Un « gros ego » signifie-t-il forcément du narcissisme ?
Pas toujours. Le narcissisme implique un besoin d’admiration et un manque d’empathie marqués. Un « gros ego » dans le langage courant renvoie parfois à quelqu’un qui parle beaucoup de lui, mais il peut s’agir d’une façade qui cache une insécurité. Les questionnaires cliniques sur le narcissisme distinguent justement le narcissisme grandiose et le narcissisme vulnérable.

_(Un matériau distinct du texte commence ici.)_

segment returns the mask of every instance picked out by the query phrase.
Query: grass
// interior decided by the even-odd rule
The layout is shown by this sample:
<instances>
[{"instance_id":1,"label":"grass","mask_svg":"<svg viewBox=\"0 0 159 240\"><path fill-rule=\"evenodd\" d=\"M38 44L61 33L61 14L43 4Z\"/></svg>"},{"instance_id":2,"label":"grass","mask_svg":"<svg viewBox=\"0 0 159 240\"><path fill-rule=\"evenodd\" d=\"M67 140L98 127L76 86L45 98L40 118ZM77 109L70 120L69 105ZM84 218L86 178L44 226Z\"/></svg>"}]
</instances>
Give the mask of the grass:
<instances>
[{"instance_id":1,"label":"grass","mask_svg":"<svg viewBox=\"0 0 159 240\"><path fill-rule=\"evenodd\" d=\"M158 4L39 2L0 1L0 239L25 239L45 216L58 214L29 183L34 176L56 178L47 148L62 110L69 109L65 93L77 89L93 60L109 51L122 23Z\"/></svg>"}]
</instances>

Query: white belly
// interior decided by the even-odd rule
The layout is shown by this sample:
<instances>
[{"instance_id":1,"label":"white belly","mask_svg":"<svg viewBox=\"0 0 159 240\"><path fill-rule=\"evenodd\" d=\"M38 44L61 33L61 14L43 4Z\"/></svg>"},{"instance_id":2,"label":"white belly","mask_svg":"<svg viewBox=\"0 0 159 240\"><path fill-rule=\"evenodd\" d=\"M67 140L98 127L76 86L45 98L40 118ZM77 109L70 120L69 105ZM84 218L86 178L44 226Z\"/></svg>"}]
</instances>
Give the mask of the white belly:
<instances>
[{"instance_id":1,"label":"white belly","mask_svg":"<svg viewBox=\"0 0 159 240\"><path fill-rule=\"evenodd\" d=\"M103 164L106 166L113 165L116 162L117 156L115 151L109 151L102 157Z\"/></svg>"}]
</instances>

Peut-on mesurer l’ego scientifiquement ?
On ne mesure pas l’ego comme un objet isolé. Les psychologues évaluent des éléments qui lui sont liés : estime de soi, styles d’attachement, narcissisme, mécanismes de défense, auto-contrôle. Ces mesures, croisées avec des observations cliniques, donnent une image de la manière dont une personne protège et organise son image d’elle-même.
« Tuer l’ego », est-ce une bonne idée ?
Non. Sur le plan clinique, un ego très affaibli se voit dans certains états psychotiques ou dans des troubles dissociatifs sévères. L’objectif thérapeutique va plutôt vers un ego plus solide et plus souple, capable de tolérer la frustration et la contradiction. Les discours qui prônent la disparition pure et simple de l’ego ne correspondent pas à la réalité du fonctionnement psychique humain.
Comment savoir si mon ego me nuit dans ma vie quotidienne ?
Les signes fréquents sont une grande difficulté à accepter la critique, une tendance à se comparer en permanence, une peur intense d’échouer en public, ou encore des conflits récurrents où l’enjeu réel reste le besoin d’avoir raison. Si ces mécanismes provoquent souffrance, isolement ou épuisement, un travail psychothérapeutique peut aider à les assouplir.
La méditation réduit-elle vraiment l’ego ?
Les études montrent que la méditation de pleine conscience réduit la rumination, l’anxiété et la fusion avec les pensées. Les méditants avancés décrivent souvent un rapport moins centralisé à l’image de soi. Scientifiquement, il serait plus précis de dire que la méditation modifie le rapport à l’ego plutôt qu’elle le supprime.
Pourquoi l’ego est-il si présent sur les réseaux sociaux ?
Les réseaux sociaux amplifient la comparaison et la recherche de validation, deux moteurs clés de l’ego. Des recherches lient le temps passé à se comparer en ligne à une hausse de l’insatisfaction et de la jalousie. Les « likes » fonctionnent comme des micro-validations qui nourrissent un ego dépendant du regard extérieur, surtout chez les adolescents et les jeunes adultes.